Congratulations, you are correct!
The age of this patient is consistent with oral SCC while the gender is not. This patient has history of cigarette smoking but not currently. The site is also not typical since gingival SCC constitutes the third most common site for oral SCC after lateral/ventral tongue and floor of mouth. The clinical presentation of loss of periodontal support and extraction of tooth #29 are all features that should make one want to rule out SCC. The radiographic features of orange peel are also not typical of the bony involvement of gingival SCC. About one-half of gingival SCC invade bone; they are usually radiolucent and grow vertically in a “funnel- shaped” appearance. The histology is that of SCC of the gingiva.
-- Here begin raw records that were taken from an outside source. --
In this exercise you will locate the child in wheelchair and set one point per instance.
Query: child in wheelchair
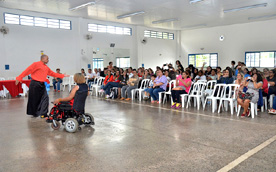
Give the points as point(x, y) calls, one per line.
point(70, 110)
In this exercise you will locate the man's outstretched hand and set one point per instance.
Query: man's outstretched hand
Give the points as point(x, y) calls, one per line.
point(16, 82)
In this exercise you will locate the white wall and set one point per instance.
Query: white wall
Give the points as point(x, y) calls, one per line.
point(156, 52)
point(22, 45)
point(239, 38)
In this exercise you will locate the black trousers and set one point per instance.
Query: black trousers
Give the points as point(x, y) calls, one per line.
point(176, 95)
point(36, 91)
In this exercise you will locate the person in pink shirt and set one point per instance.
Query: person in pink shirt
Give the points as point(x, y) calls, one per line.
point(183, 85)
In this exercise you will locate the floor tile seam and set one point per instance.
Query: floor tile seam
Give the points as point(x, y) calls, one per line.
point(170, 136)
point(247, 155)
point(216, 117)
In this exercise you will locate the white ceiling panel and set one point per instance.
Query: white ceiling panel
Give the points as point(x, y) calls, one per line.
point(208, 12)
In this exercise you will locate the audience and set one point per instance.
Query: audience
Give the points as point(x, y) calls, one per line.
point(146, 91)
point(131, 84)
point(123, 81)
point(111, 84)
point(252, 94)
point(160, 84)
point(183, 85)
point(57, 81)
point(83, 72)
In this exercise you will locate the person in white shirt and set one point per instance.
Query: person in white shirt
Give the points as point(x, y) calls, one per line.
point(200, 76)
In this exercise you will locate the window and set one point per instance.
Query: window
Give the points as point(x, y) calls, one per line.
point(36, 21)
point(123, 62)
point(260, 59)
point(98, 63)
point(198, 59)
point(159, 35)
point(109, 29)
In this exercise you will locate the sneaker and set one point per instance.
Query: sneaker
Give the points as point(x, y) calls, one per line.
point(178, 105)
point(173, 105)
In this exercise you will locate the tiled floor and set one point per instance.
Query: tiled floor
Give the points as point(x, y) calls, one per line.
point(134, 137)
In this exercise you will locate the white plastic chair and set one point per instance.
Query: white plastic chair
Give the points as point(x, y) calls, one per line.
point(140, 90)
point(185, 96)
point(210, 87)
point(229, 95)
point(198, 94)
point(65, 81)
point(98, 85)
point(214, 98)
point(253, 108)
point(71, 82)
point(265, 104)
point(169, 92)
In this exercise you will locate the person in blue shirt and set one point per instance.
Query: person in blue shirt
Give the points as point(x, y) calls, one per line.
point(226, 78)
point(246, 73)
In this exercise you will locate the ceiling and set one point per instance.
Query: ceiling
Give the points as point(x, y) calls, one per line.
point(190, 16)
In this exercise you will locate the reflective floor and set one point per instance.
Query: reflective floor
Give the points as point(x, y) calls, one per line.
point(134, 136)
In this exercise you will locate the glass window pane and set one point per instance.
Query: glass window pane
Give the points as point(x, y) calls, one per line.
point(53, 23)
point(65, 24)
point(11, 18)
point(267, 59)
point(26, 20)
point(92, 27)
point(102, 28)
point(159, 35)
point(111, 29)
point(127, 31)
point(165, 35)
point(119, 30)
point(41, 22)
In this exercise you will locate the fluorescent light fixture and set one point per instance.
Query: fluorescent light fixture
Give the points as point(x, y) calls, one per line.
point(195, 1)
point(82, 6)
point(261, 17)
point(130, 14)
point(245, 8)
point(193, 26)
point(164, 21)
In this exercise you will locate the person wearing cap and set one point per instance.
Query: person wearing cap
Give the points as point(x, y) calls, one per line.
point(39, 71)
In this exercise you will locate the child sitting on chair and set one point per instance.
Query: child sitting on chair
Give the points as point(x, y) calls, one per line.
point(146, 96)
point(78, 94)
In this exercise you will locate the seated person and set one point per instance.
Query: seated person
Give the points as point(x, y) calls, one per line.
point(159, 85)
point(78, 93)
point(213, 75)
point(123, 81)
point(110, 85)
point(200, 76)
point(57, 81)
point(271, 81)
point(108, 78)
point(252, 93)
point(226, 78)
point(131, 84)
point(146, 91)
point(183, 85)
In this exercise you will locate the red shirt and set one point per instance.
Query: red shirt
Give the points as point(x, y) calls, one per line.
point(108, 79)
point(39, 72)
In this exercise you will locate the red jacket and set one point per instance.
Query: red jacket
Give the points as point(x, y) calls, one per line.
point(108, 79)
point(265, 86)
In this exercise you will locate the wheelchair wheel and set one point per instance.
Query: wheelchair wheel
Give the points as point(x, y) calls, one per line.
point(90, 119)
point(55, 126)
point(71, 125)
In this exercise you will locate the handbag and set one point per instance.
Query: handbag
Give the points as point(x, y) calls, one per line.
point(243, 95)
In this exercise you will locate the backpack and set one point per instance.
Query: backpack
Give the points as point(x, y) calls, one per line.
point(113, 93)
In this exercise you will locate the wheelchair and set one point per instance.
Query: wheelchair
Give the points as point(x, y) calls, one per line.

Gingival and alveolar ridge SCC accounts for 10-12% of all oral carcinomas. The mandibular gingiva is affected more commonly. It is more common in heavy cigarette smokers and presents as a non-healing ulcer, severe localized periodontitis or an exophytic lesion. Bone invasion is common (50%) and is usually radiolucent.
Sorry, you are incorrect!
The site and clinical presentation of pain are consistent with metastatic disease to the jaw. However, since cancer metastasis to the oral cavity is so rare (less than 1% of all oral malignancies), it would be highly unlikely to be metastatic disease. The radiographic appearance of predominantly radiopaque lesion, also argues against metastasis especially in a female patient. Over 90% of cancer metastasis cases are radiolucent. In males however, prostate cancer can produce radiopaque lesion in the jaw on metastasis. The histology is not consistent with cancer metastasis.
Cancer metastasis to the oral cavity is neither specific nor common. Although it constitutes less than 1% of all oral malignant neoplasms, it may have devastating implications for the patient, mainly because metastasis to other sites has already developed or is inevitable. Theoretically, any malignant neoplasm can metastasize to the oral cavity, but in actuality few do and out of the ones that do, the majority are carcinomas rather than sarcomas. The malignant neoplasms that metastasize most commonly to the mouth are primary cancers of the breast, lung, kidney and prostate. The only cancer that commonly produces bone-containing metastases in the jaws is prostate cancer, although occasionally breast cancer can produce bone as well.
Breast cancer metastasis to the jaws is the most common followed by lung and prostate, colon, kidney and others. By far the most common location for cancer metastasis to the mouth is the posterior mandible, where 80% of cases occur, followed by the gingiva. The maxilla is a rare location for tumor metastasis, described mainly in adults over the age of 30 and rarely in children. Pain and swelling are the most common clinical symptoms.